Answer:
$906.18
Step-by-step explanation:
Step 1: Calculation of the present value of the coupon (PVC) cash flow
The formula for calculating the PV of an ordinary annuity is used as follows:
PVC = P × [{1 - [1 ÷ (1+r)]^n} ÷ r] …………………………………. (1)
Where;
PVC = Present value of the coupon (PVC) payment =?
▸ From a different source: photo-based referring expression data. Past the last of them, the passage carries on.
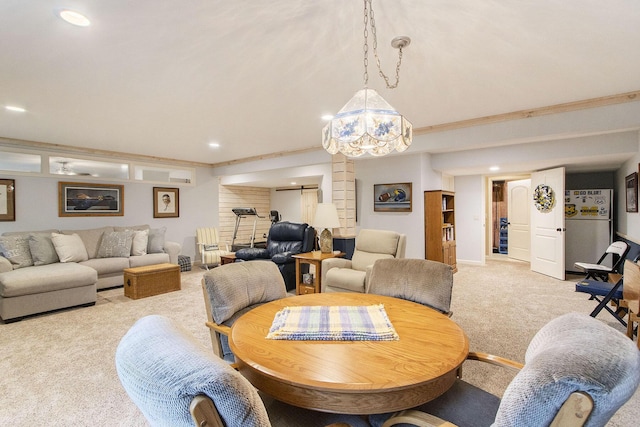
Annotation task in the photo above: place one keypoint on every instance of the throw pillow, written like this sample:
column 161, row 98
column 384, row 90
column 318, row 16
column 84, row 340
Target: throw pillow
column 116, row 244
column 140, row 241
column 16, row 250
column 42, row 249
column 69, row 247
column 156, row 240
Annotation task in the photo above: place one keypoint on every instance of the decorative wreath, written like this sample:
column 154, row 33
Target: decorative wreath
column 544, row 198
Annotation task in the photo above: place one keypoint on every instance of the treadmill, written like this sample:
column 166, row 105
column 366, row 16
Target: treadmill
column 240, row 214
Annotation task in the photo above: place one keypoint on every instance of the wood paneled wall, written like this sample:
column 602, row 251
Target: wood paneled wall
column 243, row 197
column 344, row 194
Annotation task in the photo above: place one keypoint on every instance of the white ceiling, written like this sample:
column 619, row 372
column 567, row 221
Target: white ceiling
column 165, row 78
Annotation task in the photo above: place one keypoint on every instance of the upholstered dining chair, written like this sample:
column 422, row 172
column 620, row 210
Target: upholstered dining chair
column 419, row 280
column 233, row 289
column 209, row 246
column 175, row 381
column 344, row 275
column 578, row 372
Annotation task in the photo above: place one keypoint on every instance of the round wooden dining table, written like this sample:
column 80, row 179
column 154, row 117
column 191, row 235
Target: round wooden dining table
column 352, row 377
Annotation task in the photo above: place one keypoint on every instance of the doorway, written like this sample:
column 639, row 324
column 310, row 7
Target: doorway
column 501, row 197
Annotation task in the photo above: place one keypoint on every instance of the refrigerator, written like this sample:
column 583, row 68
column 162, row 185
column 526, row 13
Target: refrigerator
column 589, row 226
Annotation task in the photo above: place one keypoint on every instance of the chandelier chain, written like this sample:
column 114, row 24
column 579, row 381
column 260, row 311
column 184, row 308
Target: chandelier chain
column 366, row 45
column 369, row 18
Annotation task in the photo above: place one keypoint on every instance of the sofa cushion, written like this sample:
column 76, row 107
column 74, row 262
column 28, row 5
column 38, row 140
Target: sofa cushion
column 115, row 244
column 133, row 227
column 156, row 240
column 16, row 250
column 105, row 266
column 140, row 242
column 69, row 247
column 42, row 250
column 91, row 238
column 45, row 278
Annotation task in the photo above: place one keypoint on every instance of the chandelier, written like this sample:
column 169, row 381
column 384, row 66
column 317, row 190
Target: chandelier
column 368, row 123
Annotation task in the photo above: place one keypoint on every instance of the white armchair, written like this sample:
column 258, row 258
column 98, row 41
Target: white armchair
column 343, row 275
column 209, row 246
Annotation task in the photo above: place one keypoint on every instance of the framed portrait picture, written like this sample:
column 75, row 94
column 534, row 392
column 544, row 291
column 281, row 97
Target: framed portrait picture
column 631, row 191
column 7, row 200
column 89, row 199
column 392, row 197
column 166, row 202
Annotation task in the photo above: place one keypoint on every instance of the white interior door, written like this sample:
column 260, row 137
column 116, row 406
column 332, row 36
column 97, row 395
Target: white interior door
column 518, row 216
column 547, row 222
column 308, row 203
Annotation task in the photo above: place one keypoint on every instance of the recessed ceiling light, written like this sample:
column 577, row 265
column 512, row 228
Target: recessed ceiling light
column 75, row 18
column 14, row 108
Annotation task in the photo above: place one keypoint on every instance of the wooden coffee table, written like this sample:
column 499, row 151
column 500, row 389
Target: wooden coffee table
column 149, row 280
column 352, row 377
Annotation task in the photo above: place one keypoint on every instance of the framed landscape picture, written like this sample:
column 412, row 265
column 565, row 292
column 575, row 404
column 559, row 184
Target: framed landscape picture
column 392, row 197
column 166, row 202
column 7, row 200
column 89, row 199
P = Quarterly coupon amount = $1,000 × (10%/4) = $25
r = interest rate = 12% annual = 12% ÷ 4 quarterly = 3% or 0.03 quarterly
n = number of period = 5 years = 7 × 4 quarters = 28 quarters
Substitute the values into equation (1) to have:
PVC = 25 × [{1 - [1 ÷ (1+0.03)]^28} ÷ 0.03] = $469.10
Step 2: Calculation of the present value of the face value (PVFAV) of the bond
The simple PV formula is used as follows:
PVFAV = FAV ÷ (1 + r)^n ……………………………………. (2)
Where;
PVFAC = Present value of the face value of the bond = ?
FAC = Face value of the bond = $1,000
r and n are as already given in step 1 above
Substituting these values into equation (2), we have:
PVFAV = FAV ÷ (1 + 0.03)^28 = $437.08
Step 3: Calculation of the market price of the bond
Market price of the bond = PVC + PVFAC …………………………… (3)
From step 1, PVC is $469.10, and PVFAC is $437.08 from Step 2. We can them substitute for them in equation (3) and have:
Market price of the bond = $469.10 + $437.08 = $906.18
Conclusion
Therefore, she should pay $906.18 for the bond.